The NMA will be hosting a lunch for the Information Commissioner in November.
This could see contractors being forced to disclose information such as pay scales below board level, and more data about how services are delivered, The Daily Telegraph reported.
Ms Denham said: “Private contractors above a certain threshold for a contract or doing some specific types of work could be included under the FOI Act.
“The government could do more to include private bodies that are basically doing work on behalf of the public.”
Ms Denham also said that there should be a new legal duty on public authorities to record all significant decisions, which would then allow the negotiations to be subject to FOI.
Ms Denham said: “If you’ve got FOI and you want it to work, the right records have to be created in the first place.”
Ms Denham said she supported the introduction of a “duty to document” law in the UK which would help prevent authorities evading FOI requests by trying to ensure that nothing sensitive is recorded in the first place.

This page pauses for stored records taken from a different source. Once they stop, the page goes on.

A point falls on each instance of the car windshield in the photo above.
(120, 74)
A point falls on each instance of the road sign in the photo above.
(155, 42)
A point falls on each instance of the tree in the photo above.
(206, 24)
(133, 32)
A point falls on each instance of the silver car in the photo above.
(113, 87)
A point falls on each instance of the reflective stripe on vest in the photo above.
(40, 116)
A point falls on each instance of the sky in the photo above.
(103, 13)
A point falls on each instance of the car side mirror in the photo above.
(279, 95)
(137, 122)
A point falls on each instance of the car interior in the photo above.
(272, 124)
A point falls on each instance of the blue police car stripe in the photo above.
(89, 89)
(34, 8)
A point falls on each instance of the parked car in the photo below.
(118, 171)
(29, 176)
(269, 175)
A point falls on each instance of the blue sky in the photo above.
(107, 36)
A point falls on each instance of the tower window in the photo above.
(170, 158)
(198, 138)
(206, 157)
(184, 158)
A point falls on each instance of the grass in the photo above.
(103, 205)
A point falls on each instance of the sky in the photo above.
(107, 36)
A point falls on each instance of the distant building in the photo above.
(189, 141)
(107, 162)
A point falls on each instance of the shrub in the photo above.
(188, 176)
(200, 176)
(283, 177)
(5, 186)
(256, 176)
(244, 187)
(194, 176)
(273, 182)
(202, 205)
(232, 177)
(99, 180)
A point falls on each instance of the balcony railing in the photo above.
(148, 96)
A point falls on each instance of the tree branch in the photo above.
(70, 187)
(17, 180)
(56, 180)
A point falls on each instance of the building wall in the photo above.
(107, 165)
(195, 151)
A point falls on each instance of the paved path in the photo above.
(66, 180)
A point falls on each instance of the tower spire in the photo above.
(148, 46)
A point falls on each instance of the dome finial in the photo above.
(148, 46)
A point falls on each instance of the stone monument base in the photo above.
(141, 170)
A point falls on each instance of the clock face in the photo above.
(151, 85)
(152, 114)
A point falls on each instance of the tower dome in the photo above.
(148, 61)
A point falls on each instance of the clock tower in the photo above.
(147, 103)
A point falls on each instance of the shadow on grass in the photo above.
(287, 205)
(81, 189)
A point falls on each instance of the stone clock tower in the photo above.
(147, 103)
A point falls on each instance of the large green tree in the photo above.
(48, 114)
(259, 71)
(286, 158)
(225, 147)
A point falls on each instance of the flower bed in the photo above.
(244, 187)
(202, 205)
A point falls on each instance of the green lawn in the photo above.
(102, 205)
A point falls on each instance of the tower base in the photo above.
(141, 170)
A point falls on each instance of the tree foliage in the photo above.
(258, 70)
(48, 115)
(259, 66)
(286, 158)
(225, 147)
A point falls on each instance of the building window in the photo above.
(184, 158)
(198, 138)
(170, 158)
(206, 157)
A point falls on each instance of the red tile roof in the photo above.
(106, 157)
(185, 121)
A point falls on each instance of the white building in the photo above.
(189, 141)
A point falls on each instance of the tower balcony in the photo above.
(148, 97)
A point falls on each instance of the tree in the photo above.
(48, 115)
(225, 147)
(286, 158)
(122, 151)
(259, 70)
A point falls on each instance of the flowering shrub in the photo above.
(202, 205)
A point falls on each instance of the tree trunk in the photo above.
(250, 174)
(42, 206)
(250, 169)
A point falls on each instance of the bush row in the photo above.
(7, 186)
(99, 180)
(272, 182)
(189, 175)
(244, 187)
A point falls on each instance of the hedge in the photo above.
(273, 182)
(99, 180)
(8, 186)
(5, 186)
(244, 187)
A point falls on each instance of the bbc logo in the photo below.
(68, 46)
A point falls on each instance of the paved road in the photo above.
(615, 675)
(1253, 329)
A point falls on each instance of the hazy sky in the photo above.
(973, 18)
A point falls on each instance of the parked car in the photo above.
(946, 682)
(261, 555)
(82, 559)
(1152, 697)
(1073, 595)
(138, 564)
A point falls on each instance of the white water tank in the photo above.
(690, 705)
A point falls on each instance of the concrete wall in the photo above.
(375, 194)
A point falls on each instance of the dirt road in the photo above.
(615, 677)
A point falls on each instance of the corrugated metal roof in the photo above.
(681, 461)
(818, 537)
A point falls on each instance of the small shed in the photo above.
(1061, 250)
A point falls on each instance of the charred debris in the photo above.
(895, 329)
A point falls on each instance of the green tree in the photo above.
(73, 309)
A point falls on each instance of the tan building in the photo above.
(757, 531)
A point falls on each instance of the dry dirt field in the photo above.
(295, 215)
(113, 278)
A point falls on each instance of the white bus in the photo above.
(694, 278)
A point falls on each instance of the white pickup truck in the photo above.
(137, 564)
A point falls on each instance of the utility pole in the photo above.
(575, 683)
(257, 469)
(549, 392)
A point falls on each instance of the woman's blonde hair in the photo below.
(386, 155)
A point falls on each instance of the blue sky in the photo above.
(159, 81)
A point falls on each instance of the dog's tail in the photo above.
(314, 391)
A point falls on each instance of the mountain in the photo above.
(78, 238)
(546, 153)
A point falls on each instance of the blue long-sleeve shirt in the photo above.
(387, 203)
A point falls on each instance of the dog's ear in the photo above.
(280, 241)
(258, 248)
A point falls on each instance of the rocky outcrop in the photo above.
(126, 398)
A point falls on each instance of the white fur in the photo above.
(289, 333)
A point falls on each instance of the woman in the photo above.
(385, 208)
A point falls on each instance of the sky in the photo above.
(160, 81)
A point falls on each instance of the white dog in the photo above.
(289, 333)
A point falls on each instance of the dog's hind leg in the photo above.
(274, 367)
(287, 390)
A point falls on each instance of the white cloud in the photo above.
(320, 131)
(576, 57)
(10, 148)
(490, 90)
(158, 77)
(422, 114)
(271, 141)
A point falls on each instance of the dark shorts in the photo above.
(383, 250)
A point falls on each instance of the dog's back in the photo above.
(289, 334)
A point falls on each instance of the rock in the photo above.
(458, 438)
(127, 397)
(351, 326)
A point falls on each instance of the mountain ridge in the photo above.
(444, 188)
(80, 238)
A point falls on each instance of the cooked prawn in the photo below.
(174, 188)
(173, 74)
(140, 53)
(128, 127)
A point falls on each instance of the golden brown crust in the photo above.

She said: “I think the principle is right. I need to understand more about the legal context in the UK to see where such a duty should rest.”
Ms Denham also told the BBC she was unhappy about potential evasion of FOI by officials by sending messages using private email.
She said: “People shouldn’t be using private email accounts to conduct government business.
“If they do, legally it’s subject to FOI – however, it frustrates the purposes of FOI from a search perspective.”
Maurice Frankel, founder of the Campaign for Freedom of Information, said: “The government is encouraging the contracting out of public services but each new contract weakens the public’s right to know because contractors are not subject to FOI.
“It makes no sense for the public’s right to know whether a service is up to scratch to depend on who pays the relevant staff – the public authority or a contractor paid by the authority.
“Either way the public is funding the service and the FOI Act should apply. A ‘duty to document’ would help prevent authorities evading FOI requests by trying to ensure that nothing sensitive is recorded in the first place.
“It would also make it harder to argue that FOI discourages authorities from keeping proper records.”